Roberto Preste

Posted on • Originally published at Medium

Phred quality score

Next Generation Sequencing techniques have brought new insights into -omics data analysis, mostly thanks to their reliability in detecting biological variants. This reliability is usually measured using a value called Phred quality score (or Q score).

The Phred score of a base is an integer value that represents the estimated probability of an error in base calling. Mathematically, a Q score is logarithmically related to the base-calling error probabilities P, and can be calculated using the following formula:

Q = -10 log10 P

In the real world, a quality score of 20 means that there is a possibility in 100 that the base in incorrect; a quality score of 40 means the chances that the base is called incorrectly is 1 in 10000.
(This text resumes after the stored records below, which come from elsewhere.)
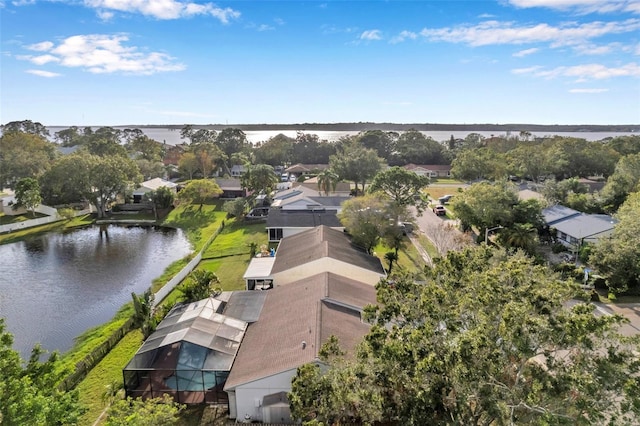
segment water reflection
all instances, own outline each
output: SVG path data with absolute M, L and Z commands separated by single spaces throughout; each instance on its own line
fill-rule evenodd
M 65 351 L 190 251 L 181 231 L 117 226 L 0 245 L 0 316 L 23 357 Z

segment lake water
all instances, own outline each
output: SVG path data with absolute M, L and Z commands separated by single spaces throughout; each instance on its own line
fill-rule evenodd
M 104 229 L 104 228 L 103 228 Z M 94 226 L 0 245 L 0 316 L 23 358 L 64 352 L 191 252 L 180 230 Z
M 66 128 L 67 127 L 48 127 L 52 137 L 55 132 L 59 132 L 60 130 L 64 130 Z M 124 130 L 126 127 L 115 127 L 115 128 Z M 165 142 L 167 143 L 167 145 L 177 145 L 184 142 L 184 140 L 180 139 L 179 129 L 169 129 L 166 127 L 146 127 L 141 130 L 144 132 L 145 135 L 147 135 L 151 139 L 154 139 L 158 142 Z M 295 130 L 247 130 L 244 133 L 247 135 L 247 139 L 252 144 L 255 144 L 257 142 L 267 141 L 269 140 L 269 138 L 272 138 L 279 133 L 282 133 L 285 136 L 289 136 L 292 138 L 296 137 Z M 337 141 L 343 136 L 358 134 L 358 132 L 356 131 L 353 131 L 353 132 L 327 131 L 327 130 L 313 130 L 313 129 L 305 130 L 304 133 L 316 134 L 321 140 L 327 140 L 327 141 Z M 402 132 L 400 131 L 399 133 L 402 133 Z M 491 130 L 489 131 L 441 130 L 441 131 L 425 131 L 422 133 L 440 142 L 448 141 L 451 138 L 451 135 L 453 135 L 454 138 L 464 139 L 469 133 L 479 133 L 484 137 L 491 137 L 492 135 L 499 136 L 499 135 L 505 134 L 505 132 L 502 130 L 494 130 L 494 131 L 491 131 Z M 519 134 L 518 132 L 512 133 L 513 136 L 517 136 L 518 134 Z M 583 138 L 589 141 L 599 141 L 608 137 L 632 135 L 634 133 L 631 133 L 631 132 L 628 132 L 628 133 L 622 133 L 622 132 L 553 132 L 553 133 L 531 132 L 531 135 L 533 137 L 549 136 L 550 134 L 564 136 L 564 137 Z

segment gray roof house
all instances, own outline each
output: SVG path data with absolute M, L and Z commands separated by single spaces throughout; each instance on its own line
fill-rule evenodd
M 271 208 L 306 210 L 313 207 L 324 207 L 339 212 L 342 209 L 342 203 L 348 199 L 350 199 L 348 192 L 335 192 L 325 196 L 312 185 L 294 185 L 289 189 L 276 192 Z
M 579 214 L 557 222 L 553 227 L 562 244 L 579 247 L 611 235 L 616 223 L 615 219 L 607 215 Z
M 309 208 L 307 210 L 270 209 L 267 217 L 267 234 L 269 235 L 269 241 L 275 242 L 319 225 L 344 231 L 344 226 L 338 219 L 337 210 L 325 208 Z
M 555 226 L 558 222 L 562 222 L 570 217 L 579 216 L 580 214 L 582 213 L 569 207 L 561 206 L 560 204 L 542 210 L 542 216 L 548 226 Z
M 347 355 L 369 331 L 362 309 L 376 303 L 375 288 L 323 272 L 268 292 L 257 322 L 245 332 L 224 390 L 231 418 L 292 423 L 286 394 L 298 367 L 319 362 L 336 336 Z
M 611 216 L 589 215 L 559 204 L 542 210 L 542 216 L 556 230 L 558 241 L 572 248 L 610 235 L 617 223 Z

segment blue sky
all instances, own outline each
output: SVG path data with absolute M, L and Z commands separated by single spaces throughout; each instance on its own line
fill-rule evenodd
M 0 0 L 0 122 L 640 123 L 640 0 Z

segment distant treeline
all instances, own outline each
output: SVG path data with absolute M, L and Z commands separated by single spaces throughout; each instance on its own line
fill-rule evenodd
M 131 127 L 131 126 L 129 126 Z M 184 125 L 137 125 L 136 128 L 162 127 L 167 129 L 181 129 Z M 640 132 L 640 124 L 436 124 L 436 123 L 298 123 L 298 124 L 206 124 L 193 125 L 198 129 L 222 130 L 233 127 L 243 131 L 254 130 L 324 130 L 358 132 L 364 130 L 396 130 L 406 131 L 504 131 L 504 132 Z

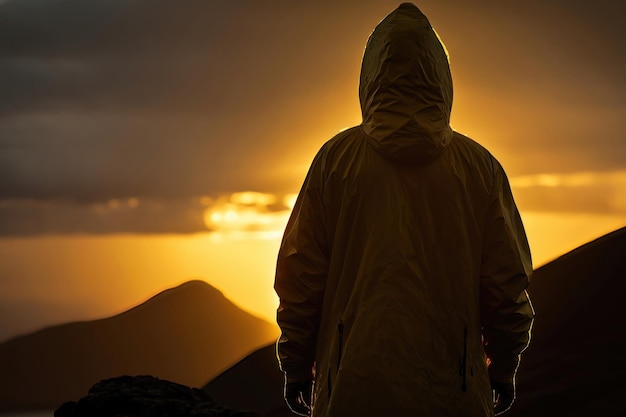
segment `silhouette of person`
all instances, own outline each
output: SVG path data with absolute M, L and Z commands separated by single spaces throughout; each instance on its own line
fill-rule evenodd
M 359 98 L 362 123 L 315 156 L 278 254 L 287 404 L 501 413 L 534 317 L 530 250 L 503 168 L 450 128 L 447 52 L 414 5 L 371 34 Z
The Phred score is also inversely related to the base call accuracy, thus a higher Q score means a more reliable base call. Here is a useful table which shows this simple relationship:

Phred Quality Score Incorrect base call prob Base call accuracy
10 1 in 10 90%
20 1 in 100 99%
30 1 in 1000 99.9%
40 1 in 10000 99.99%

In fastq files, Phred quality scores are usually represented using ASCII characters, such that the quality score of each base can be specified using a single character. While older Illumina data used to apply the ASCII_BASE 64, nowadays the ASCII_BASE 33 table has been universally adopted for NGS data:

Q Score ASCII char Q Score ASCII char Q Score ASCII char Q Score ASCII char
0 ! 11 , 22 7 32 A
1 " 12 - 23 8 33 B
2 # 13 . 24 9 34 C
3 \$ 14 / 25 : 35 D
4 % 15 0 26 ; 36 E
5 & 16 1 27 < 37 F
6 ' 17 2 28 = 38 G
7 ( 18 3 29 > 39 H
8 ) 19 4 30 ? 40 I
9 * 20 5 31 @ 41 J
10 + 21 6

Even though there are lots of Python, Biopython and stand-alone softwares for dealing with Phred quality scores, a simple command to convert an ASCII character to its correspondent quality score is the following (from the terminal):

``````python3 -c 'print(ord("<ASCII>")-33)'
``````

Or, when working in a Python3 session:

``````print(ord("<ASCII>")-33)
``````

In both cases, just replace `<ASCII>` with the actual ASCII character and that will do the trick.